Describe Kolkata in three words.
Culture, nostalgia, volatility.
The city has so many things to see, what are your highlights?
The Victoria Memorial (a tribute by Viceroy Lord Curzon to the Empress of India), existing Raj architecture of which there is more than in any city in the world other than London, the world’s most chaotic, biggest and most artistic street festival in the ten-day Durga Puja (in October), in praise of the goddess Durga’s defeat of a demon.
How long have you lived in Kolkata? How has it changed over the years?
15 years. Like all big cities, and one of the most populated, Kolkata’s skyline is constantly changing, but its personality remains complex and defiant, nostalgic for a past that included the Indian cultural and literary Renaissance in the 19th century, and resistance to the British Empire, while being the Empire’s second city in commercial and political importance after London.
What advice would you give to first time visitors? Are there any must sees?

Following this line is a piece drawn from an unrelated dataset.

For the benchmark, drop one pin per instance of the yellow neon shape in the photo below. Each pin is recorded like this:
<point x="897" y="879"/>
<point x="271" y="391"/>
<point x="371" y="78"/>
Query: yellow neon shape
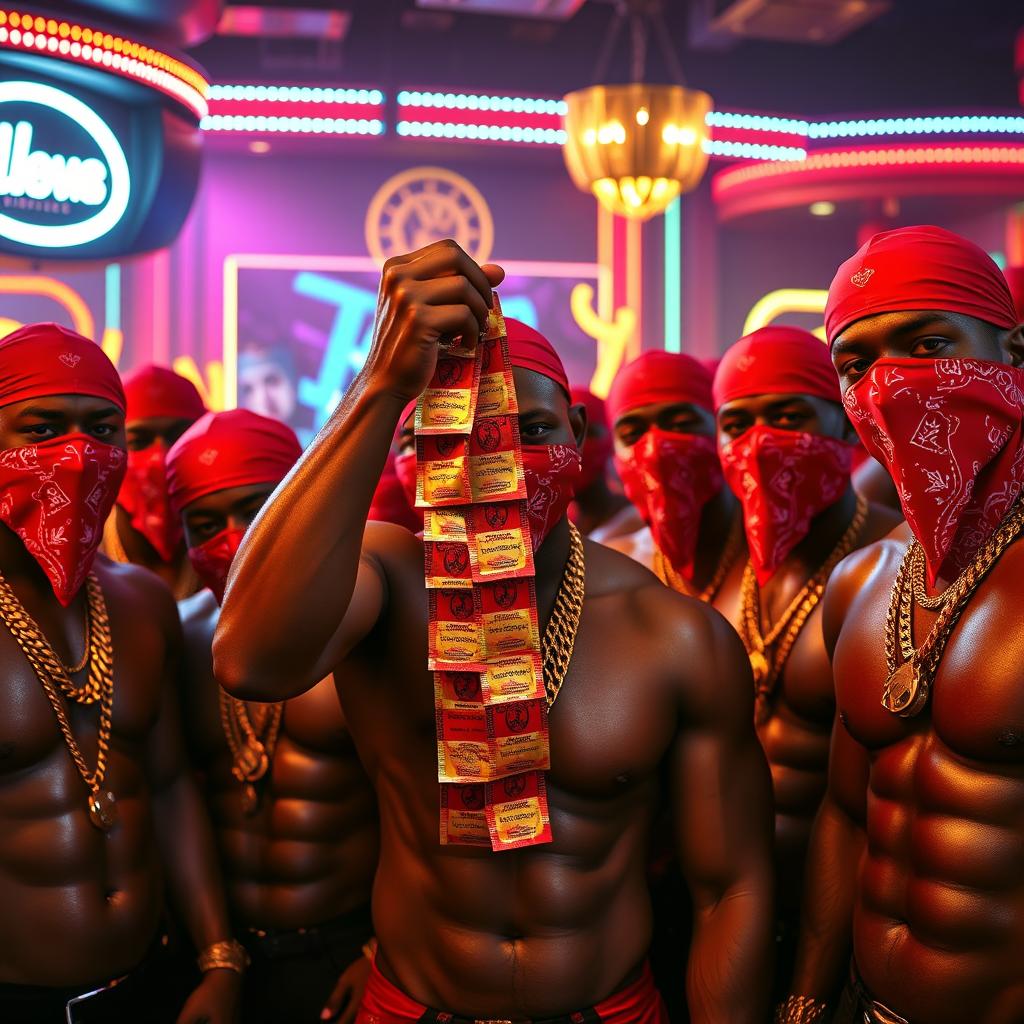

Once called the ‘City of Palaces’, slums now jostle grand mansions, and a series of adverse historical events has led to the flight of capital. Nonetheless, Kolkata retains the ability to surprise. One must be prepared for an assault on the senses: colours, sights, smells, poverty, disparities in wealth and standards of living, and local curiosity combined with an innate sense of intellectual superiority. As one commentator put it, ‘much loved, much abused, but always interesting’. See the bustling New Market, the chaotic Flower Market, and take a boat ride on the Ganges, around which the city began as recently as 1690.
When is the best time to visit?
The European winter is the best time by far. Ideally, November to March. There are exciting things to do and watch, from horse racing, golf, cricket and polo matches, to art and literary festivals. The weather is mild and sunny and it is possible to walk without feeling enervated. The rest of the year is best avoided; being hot, humid and uncomfortable.